Après la rupture avec Benter, Woods collabore avec Zeljko Ranogajec, un autre parieur professionnel australien qu’il décrit également comme un rival. Ce milieu fermé, où les mêmes grands parieurs gravitent autour des mêmes marchés hippiques asiatiques, témoigne de la concentration extraordinaire des talents de cette époque. Le parcours de Ranogajec est détaillé dans notre profil consacré à Zeljko Ranogajec.
Fortune et héritage d’Alan Woods
Au moment de sa mort, la fortune d’Alan Woods est estimée à environ 670 millions de dollars australiens, accumulés presque exclusivement grâce aux paris hippiques de Hong Kong. Un patrimoine bâti sur plusieurs décennies de rigueur algorithmique, de discipline dans la mise et de choix stratégiques du marché.
Woods meurt d’un cancer de l’appendice le 26 janvier 2008 à Hong Kong, peu après le diagnostic. Il laisse derrière lui deux enfants, Anthony et Vicky, et une épouse, Meredith, avec laquelle il avait en réalité vécu séparé depuis 1979. Sur le plan personnel, il était connu pour ses prises de position politiques affirmées, notamment son opposition à la guerre en Irak, et pour son soutien financier à des causes qui lui tenaient à coeur, dont le forum de réduction des risques liés aux drogues Bluelight, qu’il finançait depuis sa création en 1999.
Sur le plan intellectuel, son héritage est immense. Il est souvent cité comme l’un des pionniers du pari quantitatif, ce mouvement qui a transféré dans les salles de paris les méthodes des salles des marchés financiers.

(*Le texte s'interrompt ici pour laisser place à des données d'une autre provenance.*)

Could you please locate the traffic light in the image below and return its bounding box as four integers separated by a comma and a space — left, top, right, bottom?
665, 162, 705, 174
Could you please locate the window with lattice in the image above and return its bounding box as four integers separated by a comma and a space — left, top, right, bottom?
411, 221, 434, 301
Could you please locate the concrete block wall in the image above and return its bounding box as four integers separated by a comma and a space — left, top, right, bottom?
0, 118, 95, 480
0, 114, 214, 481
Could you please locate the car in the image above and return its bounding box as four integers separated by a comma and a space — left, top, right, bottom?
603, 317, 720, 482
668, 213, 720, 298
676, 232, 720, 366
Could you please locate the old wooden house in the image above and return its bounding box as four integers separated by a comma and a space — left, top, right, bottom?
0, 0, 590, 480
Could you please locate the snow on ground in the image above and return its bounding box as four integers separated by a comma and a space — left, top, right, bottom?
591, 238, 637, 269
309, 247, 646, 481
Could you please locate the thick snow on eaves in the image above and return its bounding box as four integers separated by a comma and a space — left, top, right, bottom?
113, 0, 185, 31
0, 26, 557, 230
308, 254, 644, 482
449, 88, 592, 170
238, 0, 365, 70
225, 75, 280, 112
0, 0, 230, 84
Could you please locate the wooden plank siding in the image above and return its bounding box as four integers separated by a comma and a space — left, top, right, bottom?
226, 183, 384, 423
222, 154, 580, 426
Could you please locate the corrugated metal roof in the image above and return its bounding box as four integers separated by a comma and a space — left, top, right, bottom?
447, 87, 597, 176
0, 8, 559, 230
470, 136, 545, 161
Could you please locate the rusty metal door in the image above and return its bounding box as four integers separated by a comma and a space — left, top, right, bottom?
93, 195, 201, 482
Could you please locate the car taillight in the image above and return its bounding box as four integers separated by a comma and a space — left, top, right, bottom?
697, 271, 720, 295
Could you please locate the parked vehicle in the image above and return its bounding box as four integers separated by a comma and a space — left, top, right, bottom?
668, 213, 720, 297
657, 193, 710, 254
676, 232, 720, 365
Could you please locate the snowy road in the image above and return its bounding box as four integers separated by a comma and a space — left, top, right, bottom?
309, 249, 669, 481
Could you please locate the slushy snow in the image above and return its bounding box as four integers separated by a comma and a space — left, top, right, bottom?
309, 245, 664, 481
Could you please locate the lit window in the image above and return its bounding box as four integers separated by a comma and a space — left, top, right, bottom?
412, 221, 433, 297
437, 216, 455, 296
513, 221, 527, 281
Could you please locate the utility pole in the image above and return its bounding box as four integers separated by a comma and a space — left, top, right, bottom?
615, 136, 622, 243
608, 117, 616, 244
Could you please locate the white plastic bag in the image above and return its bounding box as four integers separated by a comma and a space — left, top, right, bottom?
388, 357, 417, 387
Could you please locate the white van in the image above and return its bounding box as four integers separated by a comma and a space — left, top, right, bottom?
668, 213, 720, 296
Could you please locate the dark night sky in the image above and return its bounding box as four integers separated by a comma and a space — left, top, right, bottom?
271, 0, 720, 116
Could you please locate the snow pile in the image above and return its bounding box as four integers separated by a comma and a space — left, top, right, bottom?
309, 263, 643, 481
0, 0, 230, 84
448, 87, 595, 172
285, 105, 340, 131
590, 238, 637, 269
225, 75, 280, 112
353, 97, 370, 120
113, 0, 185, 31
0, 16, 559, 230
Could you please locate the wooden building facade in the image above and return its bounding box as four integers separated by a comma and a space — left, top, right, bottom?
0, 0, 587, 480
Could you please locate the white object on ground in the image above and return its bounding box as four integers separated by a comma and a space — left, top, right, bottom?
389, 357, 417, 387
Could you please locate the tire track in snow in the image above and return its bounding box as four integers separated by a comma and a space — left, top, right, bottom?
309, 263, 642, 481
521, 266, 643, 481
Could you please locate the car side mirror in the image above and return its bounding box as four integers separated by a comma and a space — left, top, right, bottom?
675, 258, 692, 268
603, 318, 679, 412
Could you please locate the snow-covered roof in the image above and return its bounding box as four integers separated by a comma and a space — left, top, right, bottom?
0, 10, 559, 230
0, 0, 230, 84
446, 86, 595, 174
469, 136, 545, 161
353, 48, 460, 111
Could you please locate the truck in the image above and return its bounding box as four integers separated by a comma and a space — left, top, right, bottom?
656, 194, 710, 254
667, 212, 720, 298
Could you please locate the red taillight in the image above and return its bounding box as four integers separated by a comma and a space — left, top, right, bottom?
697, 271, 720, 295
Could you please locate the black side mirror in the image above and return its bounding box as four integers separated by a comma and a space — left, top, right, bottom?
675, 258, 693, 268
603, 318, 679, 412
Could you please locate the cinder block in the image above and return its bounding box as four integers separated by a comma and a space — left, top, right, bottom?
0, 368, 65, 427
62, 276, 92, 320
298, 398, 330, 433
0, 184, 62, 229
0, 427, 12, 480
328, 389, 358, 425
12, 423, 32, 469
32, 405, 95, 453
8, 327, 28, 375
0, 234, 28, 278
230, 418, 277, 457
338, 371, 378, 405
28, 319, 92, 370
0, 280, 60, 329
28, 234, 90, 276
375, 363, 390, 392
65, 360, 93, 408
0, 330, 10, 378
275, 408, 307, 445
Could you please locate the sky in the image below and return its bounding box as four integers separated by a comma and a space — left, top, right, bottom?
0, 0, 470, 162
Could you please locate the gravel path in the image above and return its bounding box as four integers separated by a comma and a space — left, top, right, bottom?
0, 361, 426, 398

L’approche qu’il a contribué à construire avec Benter a inspiré une génération de traders sportifs, de gérants de fonds algorithmiques et de développeurs de modèles prédictifs bien au-delà du monde hippique.
Ce qu’on retient du parcours d’Alan Woods
Le parcours d’Alan Woods enseigne plusieurs choses que ni la chance ni l’intuition n’auraient pu produire seules.
- L’avantage mathématique sur un marché inefficient peut se transformer en fortune. Woods n’a pas gagné sur un coup de dés : il a construit un edge statistique réel et l’a répété des milliers de fois.
- Le choix du marché est aussi décisif que la qualité du modèle. Hong Kong offrait les conditions exactes nécessaires : volume, données, concentration et récurrence des réunions.
- La gestion du capital selon le critère de Kelly est non négociable. Sans discipline dans la taille des mises, même le meilleur modèle prédictif finit par ruiner son propriétaire.
- La rupture d’une association ne signifie pas la fin d’une trajectoire. La séparation avec Benter en 1987 n’a pas freiné Woods : elle l’a poussé à affiner son propre système et à bâtir sa fortune de façon indépendante.
Alan Woods reste, pour quiconque s’intéresse au gambling professionnel ou à la finance quantitative, une référence incontournable. Il a prouvé, chiffres à l’appui, que le pari hippique peut être traité comme un problème d’optimisation mathématique et que, dans les bonnes conditions de marché, cette approche peut produire des résultats qui dépassent l’imagination du parieur ordinaire.